Question

The ratio of the numerator to the denominator of a fraction is 2 to 3. If both the numerator and the denominator are increased by 2, the fraction becomes 3/4. What is the original fraction?

Which of the following systems of equations can be used to solve the problem?
n + 4 = 3 and d + 5 = 4
3n - 2d = 0 and 4n + 2 = 3d + 2
3n = 2d and 4n + 8 = 3d + 6

Answer 1

Let the numerator be x, and the denominator be y.

The ratio of the numerator to the denominator of a fraction is 2 to 3.

>> x/y = 2/3

If both the numerator and the denominator are increased by 2, the fraction becomes 3/4.

>> (x + 2)/(y + 2) = 3/4

From x/y = 2/3, x = (2/3)y

From (x + 2)/(y + 2) = 3/4, cross multiply and we have

4(x + 2) = 3(y + 2)

Substitute x = (2/3)y into the equation above.

4[(2/3)y + 2] = 3(y + 2)

Distribute the lefh hand side and solve for y.

(8/3)y + 8 = 3y + 6

(8/3)y - 3y = 6 - 8

-(1/3)y = -2

y = 6

x = (2/3)y = (2/3)(6) = 4

Hence the numerator is 4, and the denominator is 6.

Hope this helps!

Answer 2

3n = 2d and 4n + 8 = 3d + 6

Explanation:

The ratio of the numerator to the denominator of a fraction is 2 to 3. If both the numerator and the denominator are increased by 2, the fraction becomes 3/4.

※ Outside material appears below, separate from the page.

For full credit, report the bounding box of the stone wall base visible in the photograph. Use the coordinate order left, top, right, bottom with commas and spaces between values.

Let n be the numerator and d be the denominator

The ratio of the numerator to the denominator of a fraction is 2 to 3

`(n)/(d) =(2)/(3)`

Corss multiply it , the equation becomes

3n = 2d

If both the numerator and the denominator are increased by 2, the fraction becomes 3/4.

add 2 with n and d

`(n+2)/(d+2) =(3)/(4)`

Cross multiply it

4(n+2) = 3(d+2)

4n+8 = 3d+6